Neural Mechanism of Photoperiodism

In neural mechanisms underlying photoperiodism, photoperiodic information is received by photoreceptors and is processed in the photoperiodic clock and counter in the brain. The processed signals are then switched to the endocrine organs. Neuroanatomy, microsurgery, and electrophysiology, in combination with RNA interference, have revealed plausible photoperiodic neural circuitries that employ circadian clock cells and neurosecretory cells in the pars intercerebralis and pars lateralis. In the blow fly Protophormia terraenovae and the bean bug Riptortus pedestris, an anterior base of the medulla region containing clock protein PERIOD cells and neuropeptide pigment-dispersing factor cells is a potential site for photoperiodic mechanisms.

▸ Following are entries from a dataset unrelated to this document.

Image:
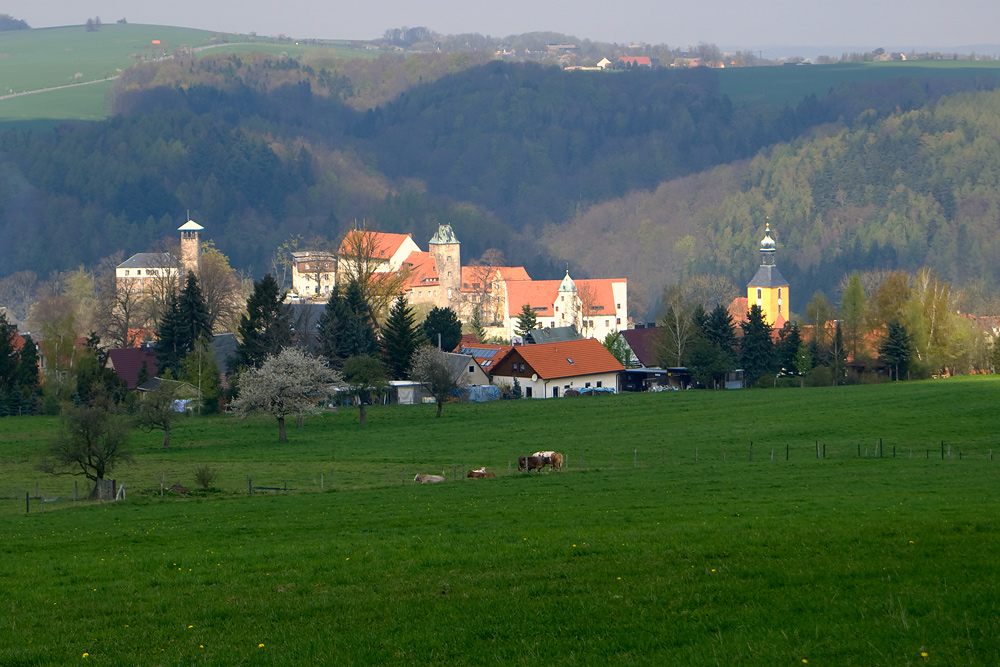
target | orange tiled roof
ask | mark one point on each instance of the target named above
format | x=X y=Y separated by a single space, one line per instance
x=568 y=358
x=542 y=294
x=386 y=244
x=474 y=276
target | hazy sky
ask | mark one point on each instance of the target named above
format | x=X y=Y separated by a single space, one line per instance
x=892 y=24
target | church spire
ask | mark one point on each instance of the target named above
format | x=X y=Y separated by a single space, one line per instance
x=767 y=247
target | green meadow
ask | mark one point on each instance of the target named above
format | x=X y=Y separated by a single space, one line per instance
x=661 y=541
x=47 y=59
x=793 y=83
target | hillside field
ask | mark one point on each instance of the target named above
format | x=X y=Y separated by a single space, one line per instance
x=35 y=60
x=661 y=542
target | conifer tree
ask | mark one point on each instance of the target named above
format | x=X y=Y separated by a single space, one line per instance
x=400 y=339
x=526 y=320
x=757 y=350
x=445 y=322
x=266 y=328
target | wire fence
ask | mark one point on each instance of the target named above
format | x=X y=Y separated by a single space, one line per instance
x=179 y=482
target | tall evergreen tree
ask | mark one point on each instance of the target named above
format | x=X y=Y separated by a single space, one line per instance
x=787 y=349
x=757 y=349
x=445 y=322
x=526 y=321
x=266 y=328
x=400 y=339
x=194 y=312
x=896 y=347
x=476 y=324
x=184 y=321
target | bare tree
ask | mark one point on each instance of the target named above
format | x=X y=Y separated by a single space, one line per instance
x=92 y=442
x=156 y=411
x=289 y=383
x=17 y=292
x=432 y=369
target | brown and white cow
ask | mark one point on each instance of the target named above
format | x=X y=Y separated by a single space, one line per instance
x=554 y=459
x=531 y=463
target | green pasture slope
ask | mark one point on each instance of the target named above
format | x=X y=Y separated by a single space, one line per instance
x=50 y=58
x=641 y=555
x=790 y=84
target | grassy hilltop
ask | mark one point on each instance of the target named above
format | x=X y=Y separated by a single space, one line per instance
x=34 y=60
x=842 y=560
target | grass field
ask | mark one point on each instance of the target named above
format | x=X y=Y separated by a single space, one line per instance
x=792 y=84
x=48 y=58
x=842 y=560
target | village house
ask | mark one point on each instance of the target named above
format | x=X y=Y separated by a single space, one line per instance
x=551 y=369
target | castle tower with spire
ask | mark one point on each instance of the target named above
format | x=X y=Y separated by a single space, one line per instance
x=446 y=252
x=768 y=288
x=190 y=249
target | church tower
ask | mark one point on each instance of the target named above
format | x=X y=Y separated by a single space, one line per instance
x=768 y=288
x=190 y=249
x=445 y=250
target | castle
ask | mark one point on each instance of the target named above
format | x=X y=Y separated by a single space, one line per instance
x=437 y=278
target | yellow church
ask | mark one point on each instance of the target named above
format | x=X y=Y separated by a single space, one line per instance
x=768 y=288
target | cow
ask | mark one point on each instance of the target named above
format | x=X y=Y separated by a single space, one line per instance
x=428 y=479
x=554 y=459
x=531 y=463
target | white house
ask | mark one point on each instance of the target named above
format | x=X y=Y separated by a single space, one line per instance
x=550 y=370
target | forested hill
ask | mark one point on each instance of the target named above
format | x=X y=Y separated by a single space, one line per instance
x=260 y=149
x=914 y=189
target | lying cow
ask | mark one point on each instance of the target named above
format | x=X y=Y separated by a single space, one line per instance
x=428 y=479
x=531 y=463
x=554 y=459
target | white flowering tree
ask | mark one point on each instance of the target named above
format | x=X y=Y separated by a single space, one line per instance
x=288 y=383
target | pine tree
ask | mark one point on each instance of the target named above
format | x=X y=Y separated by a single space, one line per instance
x=526 y=320
x=896 y=347
x=194 y=312
x=757 y=350
x=445 y=322
x=266 y=328
x=476 y=324
x=400 y=339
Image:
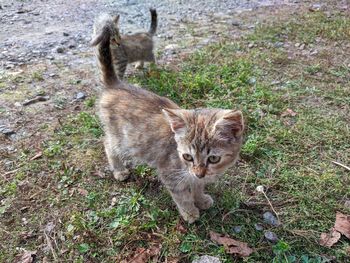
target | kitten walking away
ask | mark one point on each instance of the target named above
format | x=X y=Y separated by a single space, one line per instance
x=129 y=48
x=189 y=148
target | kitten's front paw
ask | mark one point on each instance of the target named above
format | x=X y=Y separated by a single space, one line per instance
x=139 y=65
x=121 y=175
x=190 y=216
x=204 y=202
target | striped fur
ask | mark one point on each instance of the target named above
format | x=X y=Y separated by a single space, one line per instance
x=144 y=128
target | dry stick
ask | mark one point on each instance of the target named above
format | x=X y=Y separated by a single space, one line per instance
x=273 y=209
x=50 y=246
x=342 y=165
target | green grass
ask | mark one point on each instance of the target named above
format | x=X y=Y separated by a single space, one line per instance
x=99 y=220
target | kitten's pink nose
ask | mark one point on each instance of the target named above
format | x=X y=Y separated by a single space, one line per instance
x=200 y=171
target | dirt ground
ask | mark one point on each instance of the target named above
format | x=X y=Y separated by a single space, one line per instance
x=48 y=41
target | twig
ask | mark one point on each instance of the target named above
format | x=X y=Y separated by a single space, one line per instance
x=342 y=165
x=273 y=209
x=50 y=246
x=260 y=189
x=36 y=99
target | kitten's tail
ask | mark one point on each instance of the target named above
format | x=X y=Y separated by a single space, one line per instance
x=104 y=30
x=154 y=21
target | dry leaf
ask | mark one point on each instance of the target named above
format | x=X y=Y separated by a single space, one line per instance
x=37 y=156
x=288 y=112
x=328 y=240
x=83 y=192
x=180 y=228
x=231 y=246
x=99 y=174
x=142 y=255
x=25 y=257
x=342 y=224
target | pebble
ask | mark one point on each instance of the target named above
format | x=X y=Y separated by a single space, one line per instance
x=80 y=96
x=60 y=50
x=278 y=44
x=237 y=229
x=207 y=259
x=258 y=227
x=271 y=237
x=270 y=219
x=347 y=204
x=5 y=130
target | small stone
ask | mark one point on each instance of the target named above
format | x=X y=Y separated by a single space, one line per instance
x=235 y=23
x=347 y=204
x=315 y=7
x=270 y=219
x=207 y=259
x=271 y=237
x=80 y=96
x=258 y=227
x=49 y=227
x=278 y=44
x=60 y=50
x=237 y=229
x=252 y=81
x=6 y=131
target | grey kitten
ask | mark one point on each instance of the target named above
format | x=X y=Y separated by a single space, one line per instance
x=129 y=48
x=189 y=148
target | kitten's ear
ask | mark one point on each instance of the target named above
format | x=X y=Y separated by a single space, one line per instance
x=230 y=125
x=175 y=119
x=116 y=19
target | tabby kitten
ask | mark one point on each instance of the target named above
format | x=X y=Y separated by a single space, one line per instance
x=130 y=48
x=189 y=148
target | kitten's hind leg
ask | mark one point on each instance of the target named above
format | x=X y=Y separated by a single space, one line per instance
x=139 y=64
x=120 y=173
x=121 y=68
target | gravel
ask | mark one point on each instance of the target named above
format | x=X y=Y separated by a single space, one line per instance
x=34 y=28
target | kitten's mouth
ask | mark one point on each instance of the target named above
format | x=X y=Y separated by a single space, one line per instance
x=115 y=42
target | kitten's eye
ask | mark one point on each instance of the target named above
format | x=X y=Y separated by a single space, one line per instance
x=187 y=157
x=214 y=159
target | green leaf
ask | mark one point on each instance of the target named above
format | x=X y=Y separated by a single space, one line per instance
x=185 y=247
x=83 y=248
x=70 y=228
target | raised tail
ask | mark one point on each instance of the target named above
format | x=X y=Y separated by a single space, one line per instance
x=154 y=21
x=104 y=32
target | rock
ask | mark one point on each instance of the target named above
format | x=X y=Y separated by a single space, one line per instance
x=315 y=7
x=258 y=227
x=347 y=204
x=235 y=23
x=271 y=237
x=207 y=259
x=237 y=229
x=278 y=44
x=80 y=96
x=60 y=50
x=270 y=219
x=72 y=45
x=5 y=130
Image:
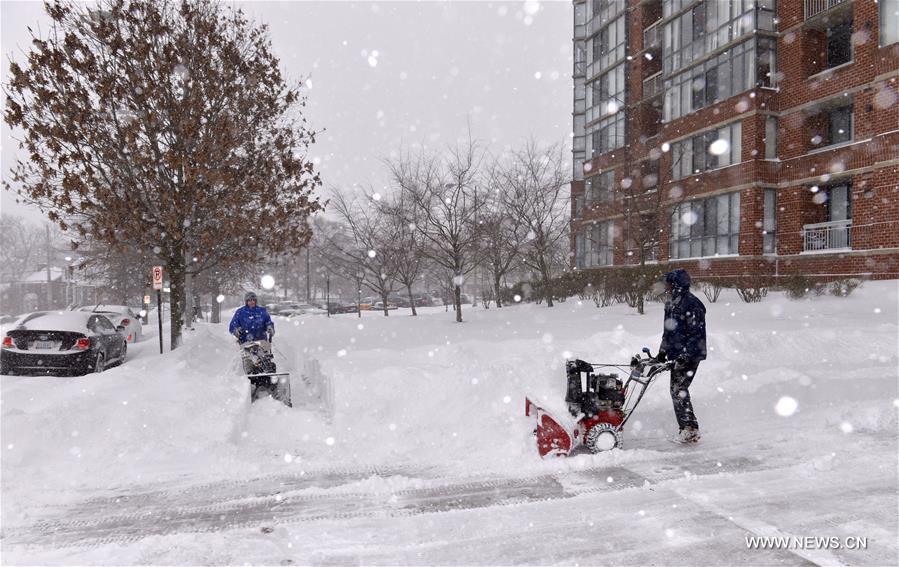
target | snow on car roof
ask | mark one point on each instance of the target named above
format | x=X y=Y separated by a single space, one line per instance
x=106 y=308
x=74 y=321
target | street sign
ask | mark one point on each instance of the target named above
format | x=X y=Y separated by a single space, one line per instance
x=157 y=277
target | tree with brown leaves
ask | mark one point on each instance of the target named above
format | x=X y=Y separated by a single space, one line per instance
x=164 y=126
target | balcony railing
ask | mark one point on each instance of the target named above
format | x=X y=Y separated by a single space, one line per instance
x=652 y=36
x=834 y=235
x=815 y=7
x=653 y=86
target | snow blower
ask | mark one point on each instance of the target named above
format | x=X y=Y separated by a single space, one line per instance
x=259 y=366
x=599 y=406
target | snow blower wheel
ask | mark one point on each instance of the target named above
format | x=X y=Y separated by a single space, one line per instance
x=602 y=437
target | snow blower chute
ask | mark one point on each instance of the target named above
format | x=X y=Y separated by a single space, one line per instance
x=599 y=405
x=259 y=366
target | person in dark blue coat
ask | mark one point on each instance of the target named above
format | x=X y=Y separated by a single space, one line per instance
x=251 y=322
x=683 y=340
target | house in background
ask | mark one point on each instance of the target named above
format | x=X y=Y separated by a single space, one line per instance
x=47 y=289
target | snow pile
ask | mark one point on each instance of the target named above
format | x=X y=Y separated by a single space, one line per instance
x=809 y=386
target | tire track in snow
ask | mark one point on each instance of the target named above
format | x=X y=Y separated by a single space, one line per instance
x=102 y=520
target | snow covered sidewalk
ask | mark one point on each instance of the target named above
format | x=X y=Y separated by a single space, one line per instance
x=427 y=458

In P. terraenovae PERIOD nuclear localization suggests that clock cells of s-LNv and DNm have different phase settings to environmental light-dark cycles. By comparing the clock phases of s-LNv and DNm, short and long days are distinguishable. In R. pedestris, pars intercerebralis neurons show a photoperiodic response in their firing activities, depending on the period expression. The neurotransmitter glutamate mediates short-day signals to pars intercerebralis neurons under period expression. In the proposed neural circuitry, cellular responses such as electrical activities, gene expression, and fiber projection patterns to short and long days should be revealed to understand the photoperiodic clock and counter mechanisms in future studies.